Kozarek R A, Botoman V A, Patterson D J
Section of Gastroenterology, Virginia Mason Clinic, Seattle, Washington 98111.
Gastrointest Endosc. 1990 Nov-Dec;36(6):558-61. doi: 10.1016/s0016-5107(90)71163-7.
Although balloon dilation for gastric outlet obstruction has supplanted vagotomy plus drainage or resective therapy in some institutions, there are no long-term data which demonstrate what percentage of patients ultimately requires surgical intervention. Of 23 evaluable patients treated with hydrostatic balloon dilation in our institution, 70% were asymptomatic at a mean follow-up of 2.5 years. Five patients required surgery--one for acute perforation and the other four for symptoms of continued obstruction, despite one to three additional attempts at dilation. Only three of seven patients with previous gastric resection had a satisfactory long-term result. Whereas endoscopic therapy initially cost one tenth to one fifth that of surgical intervention, such figures do not factor for loss of productivity, on the one hand, or potential need for chronic H2 blockade, on the other. Despite instruction to the contrary, only 6 of 15 (40%) active patients continue acid-suppressive therapy. We conclude that balloon dilation remains a viable alternative for selected patients with gastric outlet obstruction.

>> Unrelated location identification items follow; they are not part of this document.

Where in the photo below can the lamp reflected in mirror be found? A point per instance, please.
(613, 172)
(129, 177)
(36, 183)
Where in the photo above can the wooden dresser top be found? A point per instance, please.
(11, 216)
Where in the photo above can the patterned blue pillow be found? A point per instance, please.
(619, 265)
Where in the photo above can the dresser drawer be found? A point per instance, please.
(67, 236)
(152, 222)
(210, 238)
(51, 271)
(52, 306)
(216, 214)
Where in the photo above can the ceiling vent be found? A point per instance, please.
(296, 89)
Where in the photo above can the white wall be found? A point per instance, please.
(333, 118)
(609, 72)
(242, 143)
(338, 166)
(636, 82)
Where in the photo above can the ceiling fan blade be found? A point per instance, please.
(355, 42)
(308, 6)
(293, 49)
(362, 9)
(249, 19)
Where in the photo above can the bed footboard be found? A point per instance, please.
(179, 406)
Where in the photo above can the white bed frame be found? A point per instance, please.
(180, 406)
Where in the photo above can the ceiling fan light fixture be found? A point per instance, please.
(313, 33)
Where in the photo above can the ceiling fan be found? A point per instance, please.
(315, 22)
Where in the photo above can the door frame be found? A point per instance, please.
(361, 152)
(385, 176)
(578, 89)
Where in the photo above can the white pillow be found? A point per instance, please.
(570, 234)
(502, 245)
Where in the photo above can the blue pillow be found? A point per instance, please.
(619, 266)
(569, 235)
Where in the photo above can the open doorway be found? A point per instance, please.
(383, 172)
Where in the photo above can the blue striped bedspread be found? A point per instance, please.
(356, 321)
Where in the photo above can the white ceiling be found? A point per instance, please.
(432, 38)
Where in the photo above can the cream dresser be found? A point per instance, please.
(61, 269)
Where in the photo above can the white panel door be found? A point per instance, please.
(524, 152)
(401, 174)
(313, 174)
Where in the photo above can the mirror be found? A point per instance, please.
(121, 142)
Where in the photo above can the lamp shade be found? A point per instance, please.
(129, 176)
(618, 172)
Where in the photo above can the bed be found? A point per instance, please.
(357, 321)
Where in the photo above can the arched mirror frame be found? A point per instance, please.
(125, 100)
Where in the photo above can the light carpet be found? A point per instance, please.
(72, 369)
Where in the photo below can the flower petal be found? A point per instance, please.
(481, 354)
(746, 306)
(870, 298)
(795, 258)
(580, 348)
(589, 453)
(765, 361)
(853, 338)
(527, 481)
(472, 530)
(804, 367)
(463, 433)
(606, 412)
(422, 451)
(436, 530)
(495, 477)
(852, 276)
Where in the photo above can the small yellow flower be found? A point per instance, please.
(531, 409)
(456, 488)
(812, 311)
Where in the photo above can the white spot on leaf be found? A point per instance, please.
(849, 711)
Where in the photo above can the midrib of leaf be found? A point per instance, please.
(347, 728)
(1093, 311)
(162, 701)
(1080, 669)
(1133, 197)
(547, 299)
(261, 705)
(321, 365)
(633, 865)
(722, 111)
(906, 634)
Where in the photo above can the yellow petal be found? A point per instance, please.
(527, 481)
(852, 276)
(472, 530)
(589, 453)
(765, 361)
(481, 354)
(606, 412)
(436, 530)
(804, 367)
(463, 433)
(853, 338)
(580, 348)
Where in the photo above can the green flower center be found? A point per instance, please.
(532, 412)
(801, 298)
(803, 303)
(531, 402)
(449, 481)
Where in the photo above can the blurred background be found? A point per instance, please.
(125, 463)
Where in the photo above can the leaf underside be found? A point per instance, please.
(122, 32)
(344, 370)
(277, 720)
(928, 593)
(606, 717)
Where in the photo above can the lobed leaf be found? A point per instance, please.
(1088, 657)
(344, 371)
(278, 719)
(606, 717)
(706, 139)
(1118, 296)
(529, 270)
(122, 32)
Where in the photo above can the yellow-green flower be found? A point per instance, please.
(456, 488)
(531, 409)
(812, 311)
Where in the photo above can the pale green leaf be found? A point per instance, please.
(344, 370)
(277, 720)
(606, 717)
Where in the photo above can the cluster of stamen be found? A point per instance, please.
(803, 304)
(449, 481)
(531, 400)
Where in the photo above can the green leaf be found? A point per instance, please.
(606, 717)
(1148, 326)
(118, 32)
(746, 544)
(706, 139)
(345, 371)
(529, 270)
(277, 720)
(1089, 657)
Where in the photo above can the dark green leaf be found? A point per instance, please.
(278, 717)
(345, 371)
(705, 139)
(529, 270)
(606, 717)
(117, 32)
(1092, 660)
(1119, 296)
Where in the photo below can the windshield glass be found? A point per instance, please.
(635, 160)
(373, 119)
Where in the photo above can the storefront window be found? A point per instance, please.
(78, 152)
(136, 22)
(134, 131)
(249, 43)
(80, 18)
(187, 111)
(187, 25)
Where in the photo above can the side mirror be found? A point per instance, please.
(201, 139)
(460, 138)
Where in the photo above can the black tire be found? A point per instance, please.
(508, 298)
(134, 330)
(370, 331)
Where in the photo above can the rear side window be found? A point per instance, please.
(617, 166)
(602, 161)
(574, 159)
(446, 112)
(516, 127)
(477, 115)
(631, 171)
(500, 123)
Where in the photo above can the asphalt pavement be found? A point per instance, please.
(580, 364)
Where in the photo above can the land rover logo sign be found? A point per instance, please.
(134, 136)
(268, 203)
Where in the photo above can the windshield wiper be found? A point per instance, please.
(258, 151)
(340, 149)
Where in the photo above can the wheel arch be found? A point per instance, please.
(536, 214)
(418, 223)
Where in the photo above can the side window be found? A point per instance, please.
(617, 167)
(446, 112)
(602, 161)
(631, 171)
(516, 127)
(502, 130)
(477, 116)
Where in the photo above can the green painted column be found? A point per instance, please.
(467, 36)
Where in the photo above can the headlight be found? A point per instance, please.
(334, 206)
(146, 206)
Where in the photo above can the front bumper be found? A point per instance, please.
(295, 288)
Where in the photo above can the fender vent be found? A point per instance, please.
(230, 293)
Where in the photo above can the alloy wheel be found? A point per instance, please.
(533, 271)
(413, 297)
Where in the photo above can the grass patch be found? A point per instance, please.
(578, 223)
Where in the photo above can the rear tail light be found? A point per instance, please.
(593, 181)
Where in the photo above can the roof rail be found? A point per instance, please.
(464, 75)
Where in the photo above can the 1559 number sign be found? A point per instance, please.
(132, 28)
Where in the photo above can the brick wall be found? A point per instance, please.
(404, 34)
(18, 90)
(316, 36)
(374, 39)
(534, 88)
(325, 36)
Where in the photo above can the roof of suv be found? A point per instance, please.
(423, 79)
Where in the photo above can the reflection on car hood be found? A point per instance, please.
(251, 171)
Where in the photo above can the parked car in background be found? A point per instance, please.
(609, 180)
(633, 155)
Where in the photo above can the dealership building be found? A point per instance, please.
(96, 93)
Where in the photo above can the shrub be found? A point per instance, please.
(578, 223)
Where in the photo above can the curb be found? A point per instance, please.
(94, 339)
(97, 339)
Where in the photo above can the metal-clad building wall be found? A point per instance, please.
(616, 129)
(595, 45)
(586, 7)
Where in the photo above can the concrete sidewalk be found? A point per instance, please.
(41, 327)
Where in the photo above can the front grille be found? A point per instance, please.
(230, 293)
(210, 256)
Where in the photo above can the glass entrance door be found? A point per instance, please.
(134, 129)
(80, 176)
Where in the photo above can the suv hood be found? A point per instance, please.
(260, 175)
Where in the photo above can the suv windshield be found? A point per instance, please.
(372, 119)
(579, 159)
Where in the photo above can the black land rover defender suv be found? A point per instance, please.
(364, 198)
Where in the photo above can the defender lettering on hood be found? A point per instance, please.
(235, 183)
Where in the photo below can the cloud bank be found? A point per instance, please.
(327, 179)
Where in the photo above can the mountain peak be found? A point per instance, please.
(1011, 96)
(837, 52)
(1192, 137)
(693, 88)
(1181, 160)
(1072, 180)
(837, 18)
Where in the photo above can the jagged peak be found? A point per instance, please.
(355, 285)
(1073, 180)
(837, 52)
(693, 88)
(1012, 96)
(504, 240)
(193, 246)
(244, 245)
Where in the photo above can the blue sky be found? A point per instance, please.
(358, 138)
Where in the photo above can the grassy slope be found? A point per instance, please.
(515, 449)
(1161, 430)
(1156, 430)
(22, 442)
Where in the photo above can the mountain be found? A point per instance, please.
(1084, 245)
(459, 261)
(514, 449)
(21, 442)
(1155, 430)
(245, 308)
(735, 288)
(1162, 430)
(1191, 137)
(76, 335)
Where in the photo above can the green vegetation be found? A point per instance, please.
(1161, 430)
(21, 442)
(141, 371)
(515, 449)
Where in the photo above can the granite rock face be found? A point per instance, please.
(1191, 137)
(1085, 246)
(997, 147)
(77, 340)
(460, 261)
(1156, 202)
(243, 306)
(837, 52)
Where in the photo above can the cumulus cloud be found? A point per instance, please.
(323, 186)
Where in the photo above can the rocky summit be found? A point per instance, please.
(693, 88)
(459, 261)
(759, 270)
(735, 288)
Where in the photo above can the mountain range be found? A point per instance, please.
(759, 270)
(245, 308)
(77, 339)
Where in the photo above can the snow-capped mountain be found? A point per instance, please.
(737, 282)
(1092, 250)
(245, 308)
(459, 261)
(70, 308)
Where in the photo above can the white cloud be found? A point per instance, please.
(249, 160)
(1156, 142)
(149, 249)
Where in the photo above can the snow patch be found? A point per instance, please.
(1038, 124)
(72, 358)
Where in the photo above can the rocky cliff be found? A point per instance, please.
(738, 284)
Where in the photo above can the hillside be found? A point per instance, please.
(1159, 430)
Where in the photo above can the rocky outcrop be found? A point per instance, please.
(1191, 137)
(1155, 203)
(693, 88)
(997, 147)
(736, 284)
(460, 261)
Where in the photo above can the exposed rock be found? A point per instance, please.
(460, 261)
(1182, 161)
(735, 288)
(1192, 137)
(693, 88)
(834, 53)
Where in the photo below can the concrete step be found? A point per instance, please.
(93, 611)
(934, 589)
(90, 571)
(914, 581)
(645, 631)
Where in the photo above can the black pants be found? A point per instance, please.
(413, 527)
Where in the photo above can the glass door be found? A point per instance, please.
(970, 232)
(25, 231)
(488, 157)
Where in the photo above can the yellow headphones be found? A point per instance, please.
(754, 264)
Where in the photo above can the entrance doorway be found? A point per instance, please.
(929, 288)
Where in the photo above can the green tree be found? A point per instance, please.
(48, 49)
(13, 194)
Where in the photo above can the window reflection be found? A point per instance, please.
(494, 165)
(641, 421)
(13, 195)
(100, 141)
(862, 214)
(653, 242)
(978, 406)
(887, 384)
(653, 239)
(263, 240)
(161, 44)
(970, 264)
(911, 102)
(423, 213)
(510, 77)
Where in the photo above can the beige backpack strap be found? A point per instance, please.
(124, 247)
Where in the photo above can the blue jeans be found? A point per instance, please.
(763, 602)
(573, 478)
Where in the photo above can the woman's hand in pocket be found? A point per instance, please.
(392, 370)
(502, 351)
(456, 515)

尽管在一些机构中,球囊扩张术治疗胃出口梗阻已取代了迷走神经切断术加引流术或切除术,但尚无长期数据表明最终需要手术干预的患者比例。在我们机构接受水压球囊扩张术治疗的23例可评估患者中,平均随访2.5年时,70%无症状。5例患者需要手术——1例因急性穿孔,另外4例因尽管再次进行了一至三次扩张仍有持续梗阻症状。7例既往有胃切除术的患者中只有3例获得了满意的长期效果。虽然内镜治疗最初的费用仅为手术干预的十分之一至五分之一,但一方面这些数字未考虑生产力损失,另一方面也未考虑潜在的长期使用H2阻滞剂的需求。尽管有相反的指示,但15例活动患者中只有6例(40%)继续进行抑酸治疗。我们得出结论,球囊扩张术仍然是部分胃出口梗阻患者的可行选择。